Polls are inexact measurements, and they become irrelevant quickly as events overtake them. But the good news about polls is that we're always getting new ones. Because polls are inexact, we can't just throw out all our old polling data and accept the latest poll results. Instead, we check to see how well our poll coheres with what we already believe; if a poll result is too surprising, we take it with a grain of salt, and reserve judgment until more data is available.
This can be difficult for the casual political observer. Fortunately, there are statistical techniques that allow this type of "intuitive" analysis to be quantified. One specific technique, the Kalman Filter, gives the best possible estimate of the true state of an election, based on all prior polling data. It does this by weighing recent polls more heavily than old ones, and by subtracting out polling biases. In addition, the Kalman Filter gives a more realistic margin-of-error that reflects not only the sample sizes of the polls, but also how recent those polls are, and how many different polling results are available.

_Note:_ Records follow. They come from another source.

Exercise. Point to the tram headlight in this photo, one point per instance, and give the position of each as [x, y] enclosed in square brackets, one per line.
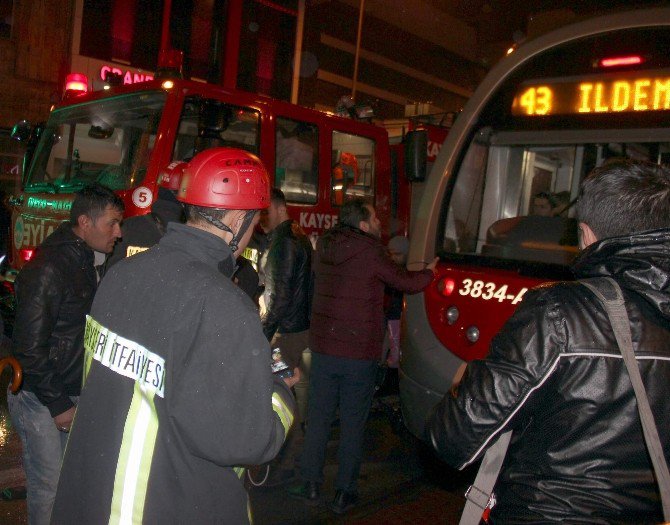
[451, 315]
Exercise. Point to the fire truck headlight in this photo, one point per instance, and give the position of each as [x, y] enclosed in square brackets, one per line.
[451, 315]
[472, 334]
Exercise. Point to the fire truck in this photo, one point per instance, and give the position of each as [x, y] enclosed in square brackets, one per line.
[127, 136]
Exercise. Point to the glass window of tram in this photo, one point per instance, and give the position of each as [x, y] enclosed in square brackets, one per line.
[493, 207]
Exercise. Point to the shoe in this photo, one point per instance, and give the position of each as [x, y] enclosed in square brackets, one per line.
[308, 493]
[344, 501]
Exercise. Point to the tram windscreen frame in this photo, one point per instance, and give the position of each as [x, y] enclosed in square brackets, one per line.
[562, 67]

The Kalman Filter assumes that there are two sources of randomness in polling: the true level of support for a candidate, which changes on a day-to-day basis by some unknown amount; and the error in polling, which is also unknown. If the true level of support for a candidate never changed, we could just average together all available polls. If the polls never had errors, we could simply take the most recent poll and throw out the rest. But in real life, both sources of randomness must be accounted for. The Kalman Filter provides a way to do this.

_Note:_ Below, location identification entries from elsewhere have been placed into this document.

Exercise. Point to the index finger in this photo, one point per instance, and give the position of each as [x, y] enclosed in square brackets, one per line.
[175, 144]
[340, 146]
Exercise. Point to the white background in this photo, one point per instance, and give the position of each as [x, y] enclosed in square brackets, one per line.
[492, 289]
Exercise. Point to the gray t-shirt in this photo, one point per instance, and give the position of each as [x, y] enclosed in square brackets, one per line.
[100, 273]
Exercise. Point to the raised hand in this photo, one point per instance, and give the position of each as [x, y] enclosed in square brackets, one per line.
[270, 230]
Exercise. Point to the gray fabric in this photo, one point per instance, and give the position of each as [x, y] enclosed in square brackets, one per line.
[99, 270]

Pollsters are happy to tell you about margin-of-error, which is a measure of the variance of a poll; this reflects the fact that you can't poll everybody, so your sample might be too small. What pollsters don't like to talk about is the other source of error: bias. Bias occurs when a polling sample is not representative of the population as a whole. For example, maybe Republicans just aren't home when the pollsters like to call -- then that poll contains bias error that will favor the Democratic candidates.
We can detect bias when a poll is different from other polls in a consistent way. After repeated runs of the hypothetical biased poll that I just described, careful observers will notice that it rates Democratic candidates more highly than other polls do, and they'll take this into account when considering new results from this poll. My model considers bias as a third source of randomness; it models the bias of each pollster, and subtracts it out when considering their poll results.

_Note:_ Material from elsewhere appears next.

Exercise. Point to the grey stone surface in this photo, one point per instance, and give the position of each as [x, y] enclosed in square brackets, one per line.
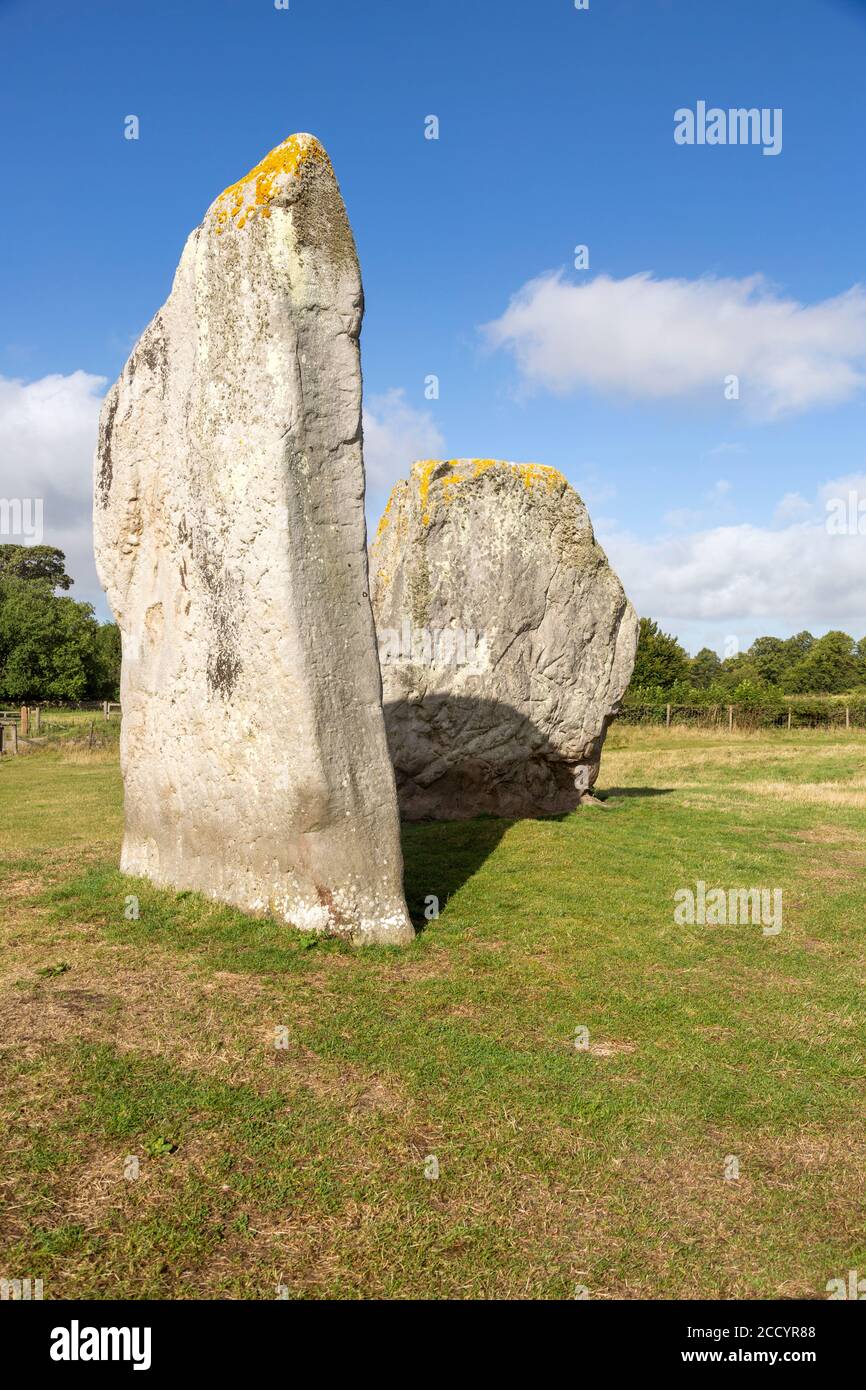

The Kalman Filter can be mathematically proven to be the optimal way to combine noisy data, but only under a set of assumptions that are rarely true (these assumptions are listed at my own site). However, the Kalman Filter is used in many engineering applications in the physical world -- for example, the inertial guidance of rockets -- and is generally robust to violations of these assumptions. In the specific case of politics, I think the biggest weakness of this method is the elections are fundamentally different from polls, and my model does not account for the difference between who gets polled and who actually shows up to vote. I think this can be accounted for, but only by looking at the results of past elections.